Guns such as the Bushmaster that was used to murder 6-year-olds, with bullets that spread inside their bodies to damage tissue even more, should be banned, period. So should all high-capacity magazines. I understand that it does not take long to switch magazines; but as the Gabrielle Giffords tragedy shows, that brief period can be enough for someone to be able to subdue a perpetrator, or even for some potential victims to escape. Without the weapon he used, Adam Lanza might have killed 12 or 15 of these poor kids instead of 20, meaning five or eight more precious lives saved. The ban on such guns should be more stringent than the original assault weapons ban, which had way too many loopholes, allowing manufacturers to make minor adjustments on some guns to make them legal. And the ban should also include an Australia-style buyback program to take more of these lethal weapons off the streets.

Next, it is well worth looking at ideas for enhanced registration and ownership requirements for guns; journalist Marc Ambinder has come up with several really good ones. He suggests, “Everyone who wants to have access to a gun can do so provided they register their weapon and get state-sanctioned training. The types of guns that people can carry on their persons ought to be limited to those made legitimately for self-defense. The gun show loophole should be closed; with the exception of family-to-family transactions or old weapons given as gifts, every sale or exchange of a weapon must be registered. The instant background check will be replaced for new gun owners with a state-approved training course that includes a more extensive background check. (Each state course would have to meet basic federal guidelines but could differ in the particulars.) A tax on gun purchases would fund this new system. People would have access to guns; they could not be denied access to guns on the basis of anything other than mental fitness, failing their training, or having a criminal record. (Juvenile records count.)”

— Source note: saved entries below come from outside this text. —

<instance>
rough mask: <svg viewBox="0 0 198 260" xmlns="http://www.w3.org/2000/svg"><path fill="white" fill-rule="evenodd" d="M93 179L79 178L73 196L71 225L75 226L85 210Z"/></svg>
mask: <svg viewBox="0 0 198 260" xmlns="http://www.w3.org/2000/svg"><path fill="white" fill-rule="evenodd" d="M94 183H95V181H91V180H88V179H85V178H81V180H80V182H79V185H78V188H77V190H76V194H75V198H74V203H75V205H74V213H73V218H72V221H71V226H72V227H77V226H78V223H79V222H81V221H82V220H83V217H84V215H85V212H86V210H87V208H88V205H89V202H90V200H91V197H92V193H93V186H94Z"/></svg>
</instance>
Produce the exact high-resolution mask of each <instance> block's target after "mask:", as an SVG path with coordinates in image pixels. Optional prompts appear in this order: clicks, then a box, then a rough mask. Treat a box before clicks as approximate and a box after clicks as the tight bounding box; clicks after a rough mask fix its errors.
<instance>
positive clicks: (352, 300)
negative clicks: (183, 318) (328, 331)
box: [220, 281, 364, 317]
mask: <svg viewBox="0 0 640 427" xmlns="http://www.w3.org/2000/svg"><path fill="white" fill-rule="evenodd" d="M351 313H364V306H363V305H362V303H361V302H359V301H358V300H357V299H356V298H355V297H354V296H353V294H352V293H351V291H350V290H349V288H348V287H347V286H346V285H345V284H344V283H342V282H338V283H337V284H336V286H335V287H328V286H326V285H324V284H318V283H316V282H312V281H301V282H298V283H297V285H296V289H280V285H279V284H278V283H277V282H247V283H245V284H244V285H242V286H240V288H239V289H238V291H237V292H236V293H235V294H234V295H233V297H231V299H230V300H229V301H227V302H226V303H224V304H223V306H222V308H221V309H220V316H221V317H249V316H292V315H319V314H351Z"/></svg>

If these basic steps can be taken — and some of the requirements for background checks and notification of multiple sales of more deadly weapons can be done by executive action or executive order, and do not require legislation — we would go a long way toward a sensible regimen balancing the rights of gun ownership with the responsibilities that come along with it, and limiting in some ways the carnage that now is becoming sadly commonplace with these instances of mass murder.

Of course, it would be nice to go further. Many years ago, I wrote a column lauding the idea of the late, great Sen. Daniel Patrick Moynihan, D-N.Y., to limit bullets and not guns. Guns last forever; bullets do not. To be sure, bullets kept under pristine conditions can be functional for decades, but most are not. There should be ways to limit and track ammunition purchases, even as we ban completely the sale and availability of cop-killer bullets and other deadly ones.

A few decades ago, the National Rifle Association was willing to have a dialogue at least about the responsibilities of gun ownership and to discuss reasonable boundaries. Then the Gun Owners of America outflanked the NRA on the right, challenging its supremacy in the gun world. It responded by making sure no one would be to the right of the NRA — and thereby abdicated its role as a responsible interlocuter. It will be fascinating to see whether, in this new climate, it doubles down on obduracy or returns to the table.

Norman Ornstein is a resident scholar at the American Enterprise Institute.